Purple Music Switzerland
- Company type: Private
- Industry: Record Label
- Genre: House
- Founded: 1997
- Headquarters: Zurich, Switzerland
- Key people: Jamie Lewis
- Website: www.purplemusic.ch

= Purple Music Switzerland =

Swiss record label

Purple Music Switzerland is a Swiss record label, based in Zürich and owned by DJ, producer and a former record shop owner Cem Berter aka Jamie Lewis. Purple Music is regarded as one of the most influential house music labels of the 00s.

The label was created in 1997 with the intention to fuse Gospel with house music. The label has had a monthly residency party at Kaufleuten club in Zurich since 1997. Jamie Lewis has been nominated twice for the House Music Awards in the UK.

Artists currently signed to the label include Dario D'Attis, Souldynamic, Roberto De Carlo, Kemal, Anthony Romeno and more.

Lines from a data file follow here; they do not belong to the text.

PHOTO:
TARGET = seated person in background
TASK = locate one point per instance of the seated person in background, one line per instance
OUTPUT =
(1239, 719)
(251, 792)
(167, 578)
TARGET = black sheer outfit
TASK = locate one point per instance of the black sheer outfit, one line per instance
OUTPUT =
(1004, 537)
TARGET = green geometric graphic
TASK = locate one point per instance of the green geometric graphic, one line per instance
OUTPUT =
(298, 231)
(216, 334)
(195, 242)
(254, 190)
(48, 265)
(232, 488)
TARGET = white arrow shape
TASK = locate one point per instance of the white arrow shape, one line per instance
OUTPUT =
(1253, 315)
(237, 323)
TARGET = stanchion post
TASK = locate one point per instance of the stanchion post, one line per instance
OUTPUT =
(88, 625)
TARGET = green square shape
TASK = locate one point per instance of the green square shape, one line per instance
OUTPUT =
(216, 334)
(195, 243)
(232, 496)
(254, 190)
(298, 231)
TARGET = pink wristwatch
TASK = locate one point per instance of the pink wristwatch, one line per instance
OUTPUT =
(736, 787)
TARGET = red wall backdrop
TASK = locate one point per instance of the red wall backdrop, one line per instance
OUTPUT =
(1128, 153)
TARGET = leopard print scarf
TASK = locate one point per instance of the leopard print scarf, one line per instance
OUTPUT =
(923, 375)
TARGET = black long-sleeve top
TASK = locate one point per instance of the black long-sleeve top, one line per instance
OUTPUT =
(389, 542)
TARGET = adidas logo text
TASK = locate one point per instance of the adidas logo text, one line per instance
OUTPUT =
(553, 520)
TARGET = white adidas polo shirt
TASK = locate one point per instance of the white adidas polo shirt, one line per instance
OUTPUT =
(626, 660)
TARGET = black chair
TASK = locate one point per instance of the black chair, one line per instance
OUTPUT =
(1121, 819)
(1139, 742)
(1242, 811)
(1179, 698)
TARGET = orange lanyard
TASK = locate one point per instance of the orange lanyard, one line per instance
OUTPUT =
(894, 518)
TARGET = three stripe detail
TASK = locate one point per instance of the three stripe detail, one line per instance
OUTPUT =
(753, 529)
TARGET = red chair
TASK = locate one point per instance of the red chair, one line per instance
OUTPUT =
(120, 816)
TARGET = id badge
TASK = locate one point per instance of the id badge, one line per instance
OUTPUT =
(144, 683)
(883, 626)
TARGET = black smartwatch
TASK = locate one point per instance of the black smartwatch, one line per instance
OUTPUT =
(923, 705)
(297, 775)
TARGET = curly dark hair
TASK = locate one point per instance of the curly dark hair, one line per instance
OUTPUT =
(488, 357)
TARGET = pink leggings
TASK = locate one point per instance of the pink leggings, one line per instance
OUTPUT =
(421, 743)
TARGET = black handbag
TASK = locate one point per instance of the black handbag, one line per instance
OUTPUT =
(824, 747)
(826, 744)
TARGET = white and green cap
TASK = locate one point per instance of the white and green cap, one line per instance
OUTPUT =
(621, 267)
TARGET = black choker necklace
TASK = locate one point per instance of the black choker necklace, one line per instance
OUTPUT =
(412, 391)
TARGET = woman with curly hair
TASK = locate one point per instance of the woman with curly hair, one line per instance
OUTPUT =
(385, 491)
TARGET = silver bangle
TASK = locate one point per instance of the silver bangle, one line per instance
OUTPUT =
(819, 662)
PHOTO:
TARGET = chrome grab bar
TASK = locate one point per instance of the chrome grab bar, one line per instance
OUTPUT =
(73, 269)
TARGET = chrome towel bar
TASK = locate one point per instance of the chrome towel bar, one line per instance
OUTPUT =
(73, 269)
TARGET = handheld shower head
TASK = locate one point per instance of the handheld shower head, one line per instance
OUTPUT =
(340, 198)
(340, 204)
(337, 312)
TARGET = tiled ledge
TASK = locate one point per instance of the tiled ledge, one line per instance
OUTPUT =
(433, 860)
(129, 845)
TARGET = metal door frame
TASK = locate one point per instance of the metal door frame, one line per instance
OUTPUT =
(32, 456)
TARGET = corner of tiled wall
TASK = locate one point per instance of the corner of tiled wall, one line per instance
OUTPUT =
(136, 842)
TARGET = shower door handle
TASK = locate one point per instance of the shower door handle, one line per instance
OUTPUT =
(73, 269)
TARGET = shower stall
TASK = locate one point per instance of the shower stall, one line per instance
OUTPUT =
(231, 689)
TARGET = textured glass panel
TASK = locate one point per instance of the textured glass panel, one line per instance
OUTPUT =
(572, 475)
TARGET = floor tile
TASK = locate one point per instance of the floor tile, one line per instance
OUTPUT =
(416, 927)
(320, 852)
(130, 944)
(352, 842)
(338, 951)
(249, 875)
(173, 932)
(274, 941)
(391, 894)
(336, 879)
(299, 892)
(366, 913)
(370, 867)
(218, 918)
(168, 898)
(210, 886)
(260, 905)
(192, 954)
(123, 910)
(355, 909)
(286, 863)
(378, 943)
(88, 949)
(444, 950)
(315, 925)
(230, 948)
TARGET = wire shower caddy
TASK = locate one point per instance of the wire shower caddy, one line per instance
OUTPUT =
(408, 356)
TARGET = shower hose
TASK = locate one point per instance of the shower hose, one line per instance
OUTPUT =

Over the past 10 years the label has also featured Kings of Tomorrow, Sandy Rivera, Bob Sinclar and Dimitri From Paris. Most of the releases on Purple Music have a strong vocal presence, with vocalists such as Jocelyn Brown, Michelle Weeks, Lisa Millett, Inaya Day and Michael Watford all having appeared on a number of tracks. In 2000s Purple Music released a series of highly successful remixes of Cerrone, with the most notable being "Hooked On You" and "You Are The One". Affiliated labels include Purple Tracks and Indeependent.